Appellees also make, in essence, a structural argument. Texas antitrust law now
is intended to parallel federal antitrust law. In federal antitrust cases, forum non conveniens is
available. To parallel federal law, therefore, forum non conveniens should be available in Texas
cases. In fact, Texas law does parallel federal law; Texas looks to its general venue transfer
provisions, as does the Federal antitrust law. The Texas general venue provisions, however,
simply do not include forum non conveniens.
Further, had the legislature intended to incorporate forum non conveniens into
Texas law, either in general venue provisions or in a specific subject area, the legislature could
have referred to an existing model of a statute that included a forum non conveniens transfer
provision. Tex. Fam. Code Ann. § 11.06(c) (West 1986). (6) The language is similar to that used
in the general federal provision for transfer of venue. Had the legislature intended forum non
conveniens to be available in antitrust cases, it had a model for so doing in specific language,
without needing to resort to the general term "good cause."

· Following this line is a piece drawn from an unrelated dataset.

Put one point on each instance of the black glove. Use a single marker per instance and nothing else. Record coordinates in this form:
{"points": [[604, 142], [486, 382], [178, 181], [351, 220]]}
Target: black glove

We see no compelling reason to read the phrase "good cause" in section 15.26 of
the Texas Antitrust Act as incorporating a venue transfer system generally repudiated in Texas.
We sustain point of error one that the Hidalgo County District Court erroneously transferred
venue.
Effect of Venue Transfer Order
We have determined that the Texas Antitrust Act did not authorize the Hidalgo
County district court to transfer venue on the basis of forum non conveniens. If the Hidalgo
County district court was without authority to transfer the cause, then the transfer order was void.
Robertson v. Gregory, 663 S.W.2d 4, 5 (Tex. App.--Houston [14th Dist.] 1983) (orig.
proceeding). The only action that the Travis County District Court could take pursuant to a void
transfer was to dismiss the cause and return the record to Hidalgo County. State v. Fairbanks-Morse & Co., 223 S.W.2d at 341.
Were we reviewing a trial on the merits, if the transfer were erroneous as opposed
to void, we would have to determine whether the cause ultimately had been tried in a county of
proper venue. See Tex. Civ. Prac. & Rem. Code § 15.064(b) (West 1986) (if venue improper
in trial on the merits, error cannot be harmless); Ruiz v. Conoco, Inc., 36 Tex. Sup. Ct. J. 412,
417-18 (Dec. 31, 1992) (proper standard of review on appeal is whether the cause was eventually
tried in a county of proper venue); Wilson v. Texas Parks & Wildlife Dept., No. 3-91-232-CV,
slip. op. at 4-5, (Tex. App.--Austin May 5, 1993, n.w.h.) (only question in venue appeals under
15.064 is whether venue proper in ultimate county of suit).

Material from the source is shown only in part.